Gingrich’s advice was to use certain poll-tested terms to distinguish yourself from your opponent, Dorgan said — words like children, success and liberty when talking about yourself, but words like pathetic, lie and traitor for an opponent.
“This has no place in American politics,” Dorgan said. “Yes, disagree with your opponent, and passionately,” but a willingness to see opponents as decent people and to compromise provide “the lubrication of democracy.”
Dorgan said “talk radio provides a great outlet,” and “I don’t believe we should take the microphone away from anybody.” But “a more diverse set of voices” likely would provide a more respectful debate.
From caning to ‘You lie!’
Earlier Monday, the symposium kicked off with a panel discussion by academics in the fields of law, political science, sociology, communications and social psychology.
Ideas of what may be considered civility or incivility have changed considerably over the course of American history, said Mark Jendrysik, professor and chairman of political science at UND.
He offered a contrast between the infamous 1856 caning on the U.S. Senate floor of Sen. Charles Sumner, R-Mass., by Rep. Preston Brooks, D-S.C., and Rep. Joe Wilson, R-S.C., shouting “You lie!” at President Obama during a speech to a joint session of Congress on Sept. 9, 2009.
Both events were shocking, but the fact that members of Congress don’t pull knives or physically attack opponents or issue challenges to duels with swords or pistols suggests that in some ways public discourse “has changed for the better,” Jendrysik said.
But both examples also provide lessons that “incivility pays,” he said. After he beat Sumner on the Senate floor, Brooks was re-elected and “received hundreds of canes to replace the one he broke over Sumner’s head.” Wilson was proclaimed a hero by some for calling out the president.
“Civility and incivility both have payoffs,” Jendrysik said. “Civility is absolutely necessary to make things work in Congress” and for people facing major issues to find common ground. But the notion of civility has been devalued as it has become easier to call someone out.
On much of talk radio, for example, “incivility toward your opponent is expected … in those closed communities of the left and right,” where audiences “expect some abuse” of opponents who are not present or represented.

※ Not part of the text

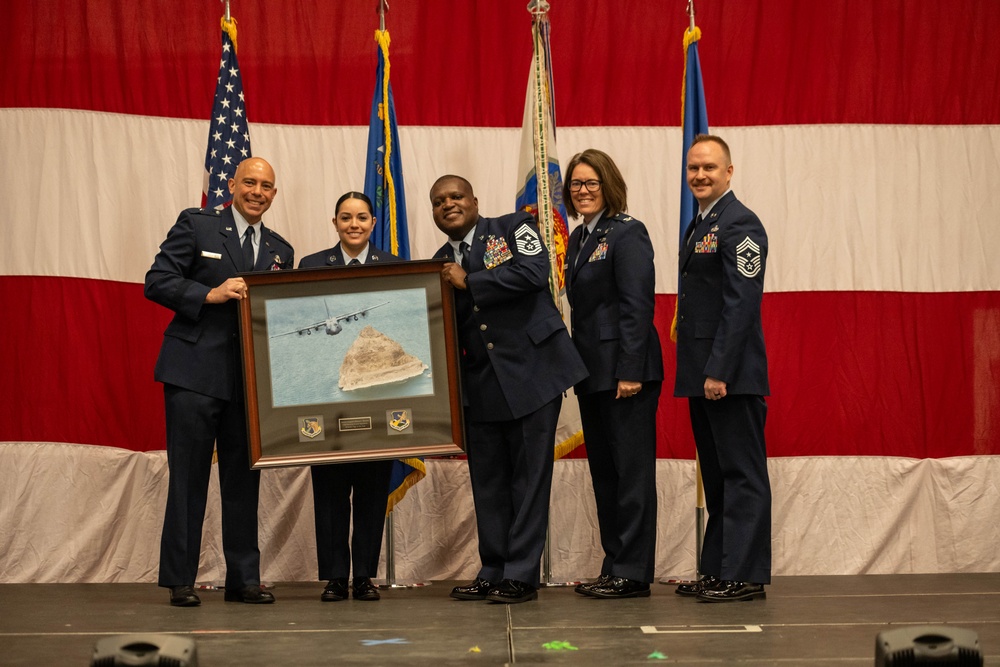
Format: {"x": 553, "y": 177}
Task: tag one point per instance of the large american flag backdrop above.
{"x": 865, "y": 134}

Compromise is seen as evil, he said, and working with opponents is seen as selling out, or weakness. “Incivility is profitable,” Jendrysik said,” helping to win elections and ratings points.
Jan Kelly Moen, an adjunct professor of sociology at Bemidji State University, cited the increasing role of technology in shaping the debate over civility, including the creation of new “uncivil” shorthand language for texting: BIH, for example, for “burn in hell.”
Civility “is an incredibly pressing issue in the legal profession today,” said Kathryn Rand, dean of the UND Law School. The legal system’s adversarial nature contributes to that and to a public perception of lawyers as “more interested in winning or making money than serving their clients,” she said, and lawyers themselves seem to be losing confidence in their own profession.
But the North Dakota State Bar has adopted “a set of aspirations of professionalism and civility” to guide lawyers, Rand said, and the relatively small, close nature of the profession in North Dakota helps to bolster integrity.
Mark Meister, who chairs the department of communications at North Dakota State University in Fargo, suggested that a growing narcissism and “our propensity for attention” work against civility.
Another member of the panel, Mark Covey, professor of psychology at Concordia College in Moorhead, Minn., said a growing diversity and a quicker pace of life have led to language and manners that some may perceive as less civil. Jendrysik added that American society is less deferential than it used to be — young to their elders, people generally to those in authority — and that is seen by some as a decline in civility.
Chuck Haga is a reporter at the Grand Forks Herald, which is owned by Forum Communications Co.